La historia de Elizabeth Stride, asesinada el 30 de septiembre de 1888, es bastante diferente, aunque guiada también por los preceptos morales de la época. Nacida en el seno de una familia sueca de granjeros, se fue a trabajar como sirvienta a Gotemburgo, donde se quedó embarazada. Para las mujeres, aquello era un delito; mantener relaciones con las doncellas, una escena normal y despreocupada para los hombres. La empujaron al "registro de la vergüenza" al colocarle la etiqueta de prostituta. Por si no fuera suficiente la acusación, su hija nació muerta y a ella le diagnosticaron sífilis, una enfermedad que se creía que tenía su origen en las trabajadoras del sexo.
Elizabeth fue forzada a abandonar su país y se estableció en Londres, donde se casó con un fabricante de muebles. Abrieron un café pero las cosas les fueron mal, mudándose a Whitechapel. Los tentáculos del alcoholismo también atraparían a la tercera víctima de Jack el Destripador, detenida en esta última etapa por prostitución, embriaguez y escándalo público. Un simple embarazo la expulsó de una vida relativamente cómoda a la miseria del East End londinense y a las garras de un sádico hombre.
Esa misma noche apareció muerta Kate Eddowes, también alcohólica pero cuya trágica vida añade un nuevo elemento: la violencia machista. Su marido, un buhonero con el que vagabundeaba, le propinaba constantes palizas, justificadas por la mentalidad victoriana al considerar que tenían "un efecto disciplinario", desvela Rubenhold: "Kate entró y salió de asilos y de sus patios en al menos seis ocasiones. La detuvieron por embriaguez y desórdenes públicos; la enviaron a la cárcel de Wandsworth durante catorce días. En cada ocasión, incluida la de su encarcelamiento, se llevaba a alguno o a todos sus hijos con ella". Sus últimos años los pasaría durmiendo en pensiones de mala muerte o portales de callejuelas, donde la asaltaría y descuartizaría su asesino.

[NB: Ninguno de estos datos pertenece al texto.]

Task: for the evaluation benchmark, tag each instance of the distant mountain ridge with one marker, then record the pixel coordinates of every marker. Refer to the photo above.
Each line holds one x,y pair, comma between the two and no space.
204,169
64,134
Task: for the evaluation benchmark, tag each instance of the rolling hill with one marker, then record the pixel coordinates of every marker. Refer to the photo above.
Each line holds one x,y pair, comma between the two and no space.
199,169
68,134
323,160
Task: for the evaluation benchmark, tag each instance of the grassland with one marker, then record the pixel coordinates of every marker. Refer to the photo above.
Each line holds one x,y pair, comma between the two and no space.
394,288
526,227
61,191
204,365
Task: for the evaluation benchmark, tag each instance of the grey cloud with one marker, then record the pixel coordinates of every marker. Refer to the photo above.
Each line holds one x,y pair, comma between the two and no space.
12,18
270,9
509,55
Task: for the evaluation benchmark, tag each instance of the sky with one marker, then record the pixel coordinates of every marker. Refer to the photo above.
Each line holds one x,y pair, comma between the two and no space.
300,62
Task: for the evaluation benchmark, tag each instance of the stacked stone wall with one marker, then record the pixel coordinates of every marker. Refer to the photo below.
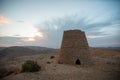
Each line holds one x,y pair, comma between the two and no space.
74,46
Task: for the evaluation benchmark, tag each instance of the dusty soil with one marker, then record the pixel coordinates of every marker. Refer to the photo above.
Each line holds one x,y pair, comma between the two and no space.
106,66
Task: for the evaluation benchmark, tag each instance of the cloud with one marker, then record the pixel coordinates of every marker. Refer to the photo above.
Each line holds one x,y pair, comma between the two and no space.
97,32
4,20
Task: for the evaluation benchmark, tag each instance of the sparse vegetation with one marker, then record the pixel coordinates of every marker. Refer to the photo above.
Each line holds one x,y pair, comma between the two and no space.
30,66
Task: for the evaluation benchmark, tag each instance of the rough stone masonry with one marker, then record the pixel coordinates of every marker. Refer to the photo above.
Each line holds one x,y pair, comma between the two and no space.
74,48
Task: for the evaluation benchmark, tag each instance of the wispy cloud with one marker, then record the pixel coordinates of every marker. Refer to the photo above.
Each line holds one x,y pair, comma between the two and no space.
4,20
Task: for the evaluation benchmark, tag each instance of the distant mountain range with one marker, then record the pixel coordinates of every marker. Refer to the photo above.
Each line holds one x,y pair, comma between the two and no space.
17,51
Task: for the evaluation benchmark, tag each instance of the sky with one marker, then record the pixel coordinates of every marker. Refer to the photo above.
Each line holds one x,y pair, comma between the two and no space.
42,22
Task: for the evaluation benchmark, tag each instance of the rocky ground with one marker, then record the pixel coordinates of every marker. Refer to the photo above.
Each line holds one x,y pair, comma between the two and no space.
106,66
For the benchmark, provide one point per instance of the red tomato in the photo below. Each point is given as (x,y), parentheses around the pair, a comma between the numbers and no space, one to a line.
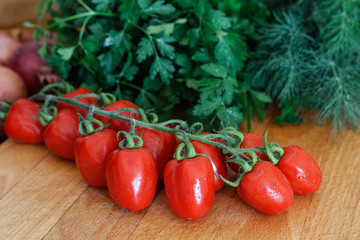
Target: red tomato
(251,140)
(160,145)
(90,156)
(86,100)
(217,160)
(61,133)
(301,170)
(119,125)
(189,186)
(266,189)
(131,176)
(20,124)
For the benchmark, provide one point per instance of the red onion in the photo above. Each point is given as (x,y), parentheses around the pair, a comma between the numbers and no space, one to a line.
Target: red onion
(32,68)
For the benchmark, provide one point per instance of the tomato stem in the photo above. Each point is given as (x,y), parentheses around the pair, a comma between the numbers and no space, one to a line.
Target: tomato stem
(228,139)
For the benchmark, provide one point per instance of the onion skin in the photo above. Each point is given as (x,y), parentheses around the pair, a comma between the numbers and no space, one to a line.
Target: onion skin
(32,68)
(12,87)
(8,47)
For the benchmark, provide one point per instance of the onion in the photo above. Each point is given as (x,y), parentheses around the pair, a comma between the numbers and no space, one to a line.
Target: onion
(8,47)
(32,68)
(12,87)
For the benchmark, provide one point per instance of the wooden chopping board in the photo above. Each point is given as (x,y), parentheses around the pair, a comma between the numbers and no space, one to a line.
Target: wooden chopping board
(44,197)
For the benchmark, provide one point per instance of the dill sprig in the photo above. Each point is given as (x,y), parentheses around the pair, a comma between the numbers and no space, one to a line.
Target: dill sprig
(311,61)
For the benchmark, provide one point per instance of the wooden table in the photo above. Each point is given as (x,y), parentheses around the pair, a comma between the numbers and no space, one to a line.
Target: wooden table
(44,197)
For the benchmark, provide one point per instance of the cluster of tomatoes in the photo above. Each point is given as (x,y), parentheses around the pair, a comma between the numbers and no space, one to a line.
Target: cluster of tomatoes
(131,174)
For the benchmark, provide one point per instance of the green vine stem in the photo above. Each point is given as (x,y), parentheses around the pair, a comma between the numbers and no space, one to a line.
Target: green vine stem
(228,139)
(86,125)
(129,141)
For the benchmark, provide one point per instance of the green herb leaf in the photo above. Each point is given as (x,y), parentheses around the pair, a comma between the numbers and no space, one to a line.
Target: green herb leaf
(66,53)
(215,69)
(159,8)
(164,68)
(165,49)
(230,51)
(145,50)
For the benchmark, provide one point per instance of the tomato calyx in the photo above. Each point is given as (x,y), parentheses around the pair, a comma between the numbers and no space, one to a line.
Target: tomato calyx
(130,141)
(4,109)
(105,99)
(185,150)
(273,150)
(86,125)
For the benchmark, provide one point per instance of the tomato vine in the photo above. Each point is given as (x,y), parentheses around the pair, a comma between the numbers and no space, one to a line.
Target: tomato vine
(229,138)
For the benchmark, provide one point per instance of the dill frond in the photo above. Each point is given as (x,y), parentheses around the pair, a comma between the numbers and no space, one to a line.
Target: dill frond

La última presa de Jack el Destripador fue Mary Jane Kelly, la más enigmática de las cinco mujeres por los pocos detalles que se conoce de ella. La historiadora desgrana que esta fémina tenía una educación reservada a la clase media-alta y que sí ejerció la prostitución para clientes de estas esferas elitistas. Tras lograr zafarse de los enredos de uno de estos caballeros que la abocaban a una trata de blancas continental, tuvo que asentarse en el barrio de Whitechapel. Nuevamente, la bebida marcaría sus últimos años de vida. Fue asesinada en su habitación en la noche del 9 de noviembre de 1888.

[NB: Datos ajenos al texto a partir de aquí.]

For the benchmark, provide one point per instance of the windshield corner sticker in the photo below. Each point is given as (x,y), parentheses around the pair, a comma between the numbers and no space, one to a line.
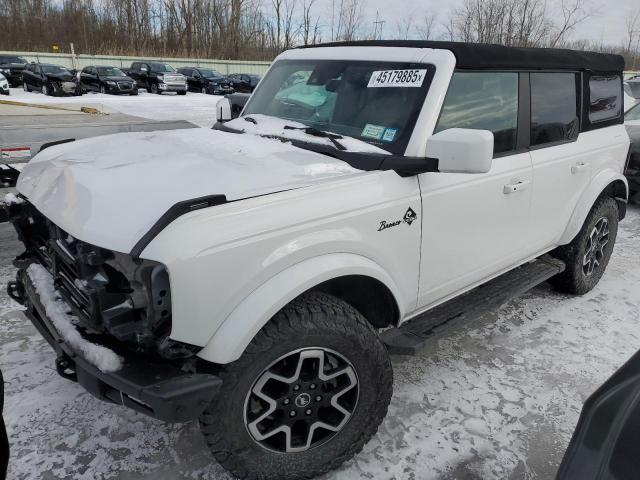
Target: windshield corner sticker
(397,78)
(408,218)
(373,131)
(389,134)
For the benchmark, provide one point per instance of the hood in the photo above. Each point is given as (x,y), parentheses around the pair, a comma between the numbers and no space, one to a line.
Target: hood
(115,78)
(63,77)
(110,190)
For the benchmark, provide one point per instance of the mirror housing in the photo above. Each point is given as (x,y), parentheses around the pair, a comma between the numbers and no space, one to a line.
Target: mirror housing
(462,150)
(223,110)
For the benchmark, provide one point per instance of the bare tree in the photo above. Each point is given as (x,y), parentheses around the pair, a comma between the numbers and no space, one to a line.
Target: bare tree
(573,12)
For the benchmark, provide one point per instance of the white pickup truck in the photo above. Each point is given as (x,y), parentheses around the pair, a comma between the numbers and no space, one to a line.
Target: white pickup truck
(369,193)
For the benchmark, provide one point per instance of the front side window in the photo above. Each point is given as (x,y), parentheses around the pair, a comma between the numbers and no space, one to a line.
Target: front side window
(53,69)
(483,101)
(554,108)
(11,59)
(376,102)
(605,98)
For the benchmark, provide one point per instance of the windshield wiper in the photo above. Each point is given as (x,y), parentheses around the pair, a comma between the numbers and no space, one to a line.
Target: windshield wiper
(333,138)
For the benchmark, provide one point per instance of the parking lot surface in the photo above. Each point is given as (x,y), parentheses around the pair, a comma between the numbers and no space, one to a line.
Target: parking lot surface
(494,399)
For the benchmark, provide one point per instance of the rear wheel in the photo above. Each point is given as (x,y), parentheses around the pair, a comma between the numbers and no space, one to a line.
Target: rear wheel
(309,391)
(587,256)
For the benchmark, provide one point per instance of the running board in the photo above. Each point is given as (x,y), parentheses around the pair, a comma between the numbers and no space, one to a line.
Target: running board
(410,337)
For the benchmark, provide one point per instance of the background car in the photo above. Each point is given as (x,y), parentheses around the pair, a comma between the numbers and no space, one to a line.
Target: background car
(50,80)
(4,85)
(11,67)
(157,77)
(632,122)
(205,80)
(244,82)
(105,79)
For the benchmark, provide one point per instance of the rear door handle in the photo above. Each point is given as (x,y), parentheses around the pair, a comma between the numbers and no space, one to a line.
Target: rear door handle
(579,167)
(517,186)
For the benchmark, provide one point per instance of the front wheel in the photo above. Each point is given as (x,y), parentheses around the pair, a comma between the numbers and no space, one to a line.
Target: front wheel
(588,254)
(309,391)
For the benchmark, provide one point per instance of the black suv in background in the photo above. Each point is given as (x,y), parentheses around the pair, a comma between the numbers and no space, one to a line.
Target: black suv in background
(206,80)
(105,79)
(244,82)
(157,77)
(11,67)
(50,80)
(632,122)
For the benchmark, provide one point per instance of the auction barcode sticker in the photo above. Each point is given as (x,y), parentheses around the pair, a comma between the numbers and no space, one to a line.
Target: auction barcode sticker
(397,78)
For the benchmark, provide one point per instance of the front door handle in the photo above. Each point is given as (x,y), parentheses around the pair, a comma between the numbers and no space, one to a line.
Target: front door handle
(579,167)
(516,186)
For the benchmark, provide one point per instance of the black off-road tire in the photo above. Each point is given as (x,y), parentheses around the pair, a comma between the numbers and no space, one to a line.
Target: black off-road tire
(313,320)
(574,280)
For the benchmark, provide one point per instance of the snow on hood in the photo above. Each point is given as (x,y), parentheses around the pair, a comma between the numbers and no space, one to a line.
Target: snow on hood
(274,126)
(110,190)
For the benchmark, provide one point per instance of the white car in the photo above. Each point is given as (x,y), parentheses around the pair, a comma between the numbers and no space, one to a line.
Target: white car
(4,85)
(256,276)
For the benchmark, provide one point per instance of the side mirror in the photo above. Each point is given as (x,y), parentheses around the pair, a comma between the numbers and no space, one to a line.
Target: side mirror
(462,150)
(223,110)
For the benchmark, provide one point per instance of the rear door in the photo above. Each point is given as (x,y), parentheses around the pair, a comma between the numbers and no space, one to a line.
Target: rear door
(475,225)
(561,160)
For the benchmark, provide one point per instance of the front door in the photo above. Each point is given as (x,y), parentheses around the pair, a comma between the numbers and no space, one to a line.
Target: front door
(475,226)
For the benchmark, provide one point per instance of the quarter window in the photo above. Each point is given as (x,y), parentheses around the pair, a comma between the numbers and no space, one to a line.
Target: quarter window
(554,108)
(605,98)
(483,101)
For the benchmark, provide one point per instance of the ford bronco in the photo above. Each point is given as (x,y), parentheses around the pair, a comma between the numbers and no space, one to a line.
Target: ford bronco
(368,194)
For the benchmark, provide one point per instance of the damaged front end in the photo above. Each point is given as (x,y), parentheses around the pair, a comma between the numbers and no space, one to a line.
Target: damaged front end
(111,293)
(114,302)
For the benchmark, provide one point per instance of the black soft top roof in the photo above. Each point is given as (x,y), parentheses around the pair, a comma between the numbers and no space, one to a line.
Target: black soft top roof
(485,55)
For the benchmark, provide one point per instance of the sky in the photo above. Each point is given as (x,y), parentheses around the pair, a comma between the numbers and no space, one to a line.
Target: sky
(607,25)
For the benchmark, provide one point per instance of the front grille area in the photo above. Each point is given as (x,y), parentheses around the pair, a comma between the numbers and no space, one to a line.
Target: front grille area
(109,292)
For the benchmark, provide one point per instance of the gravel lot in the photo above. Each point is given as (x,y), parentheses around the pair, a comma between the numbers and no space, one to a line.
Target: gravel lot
(495,399)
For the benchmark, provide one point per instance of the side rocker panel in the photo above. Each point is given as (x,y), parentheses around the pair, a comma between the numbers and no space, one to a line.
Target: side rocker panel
(598,184)
(239,328)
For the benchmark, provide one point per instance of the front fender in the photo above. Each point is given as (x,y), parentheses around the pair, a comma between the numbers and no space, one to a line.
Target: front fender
(598,184)
(245,321)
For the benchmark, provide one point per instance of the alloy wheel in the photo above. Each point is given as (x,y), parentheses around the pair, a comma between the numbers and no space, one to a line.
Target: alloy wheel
(301,400)
(598,240)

"Hoy en día, solo hay una razón por la que seguimos creyendo que Jack el Destripador era un asesino de prostitutas: porque apoya a una industria que ha crecido en parte gracias a esa mitología", concluye Rubenhold. "La idea de que las víctimas eran 'solo prostitutas' trata de perpetuar la creencia de que hay mujeres buenas y malas; madonas y putas. (...) En el fondo, la historia de Jack el Destripador es de un odio profundo y permanente hacia las mujeres; nuestra obsesión cultural con la mitología solo sirve para normalizar esta particular clase de misoginia".